The story of her relationship with Daniel, who published the book more or less single-handedly, is nearly as depressing as her own fraudulent account.

The short version: Daniel was sued by the book’s ghostwriter, Vera Lee, for illegally withholding proceeds from the book’s sales from Lee and Defonseca. In 2002, she was found guilty. The judgment was for nearly $33 million.

Daniel, who reportedly published the book despite warnings from two experts who doubted its veracity, has been among the most ardent of the debunkers since the suit was filed against her. Now she has countersued, claiming the writers should get nothing because they breached the contract, which required them to be truthful. That suit is pending.

Meanwhile, thoughtful people inside and outside the Jewish community are responding with expressions ranging from outrage to sorrow.

“It is sad. It’s just very sad,” said Elie Wiesel, who heads the Elie Wiesel Center for Judaic Studies at Boston University. Reached by phone in New York last week, he told the Journal that the most important thing to note is that “very few” of the hundreds of Holocaust memoirs published in recent years have been hoaxes. But each one is a blow.

“In truth, I don’t recall reading it,” he said of Defonseca’s book, which he described as “very moving” when asked to endorse it in 1997.

“You see, when I speak with Holocaust survivors, I am always urging them to write, write, write. So whenever I receive a memoir, I am willing to say something about it. But it doesn’t mean I have read every page.”

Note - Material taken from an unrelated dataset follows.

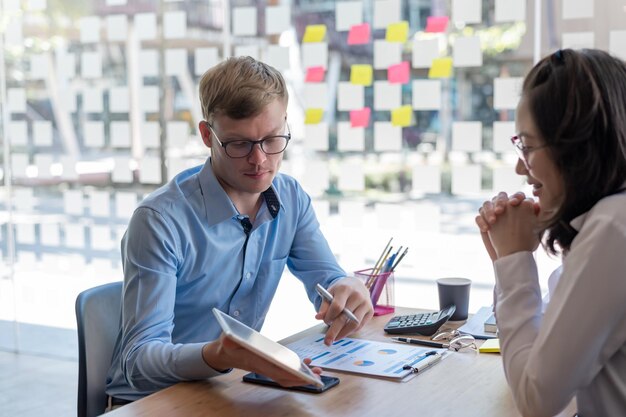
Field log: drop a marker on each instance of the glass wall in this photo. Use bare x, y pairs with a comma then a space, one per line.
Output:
401, 112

Others have been more outspoken.

“What happened to the Jews was the worst atrocity in history, and people who exploit it for profit, by posing as Jews or lying about being part of the experience, insult those who went through it,” Lawrence L. Langer, an authority on Holocaust narratives at Simmons College, in Boston, told the Boston Globe. Langer identified himself as one of those experts who originally counseled Daniel not to publish Defonseca’s memoir. “It is as bad as saying the Holocaust never happened,” he concluded.

Which brings up the most damning aspect of the entire episode: the fact that Defonseca’s hoax is now being used as ammunition by those who would deny, or play down, the Holocaust for their own reasons.

Here’s what David Duke, former Grand Wizard of the Ku Klux Klan, had to say on his Web site:

“This case must cast doubt on many other ridiculously impossible Holocaust tales that have been sold as ‘true stories’ to a trusting public. The fact that the media would shamelessly promote a patently ridiculous story of a young girl trudging 5,000 kilometers through Europe with a pack of wolves shows the uncritical attitude of the media to all things ‘Holocaust.’ ”

I ended my story of 11 years ago with a quote from Defonseca. Little did I know then how ironic it would seem now.

She told her story, she said, because “bigotry and prejudice and hatred — they have not disappeared. And I do it for this reason.

“But I have not confidence in the human race. Not at all.”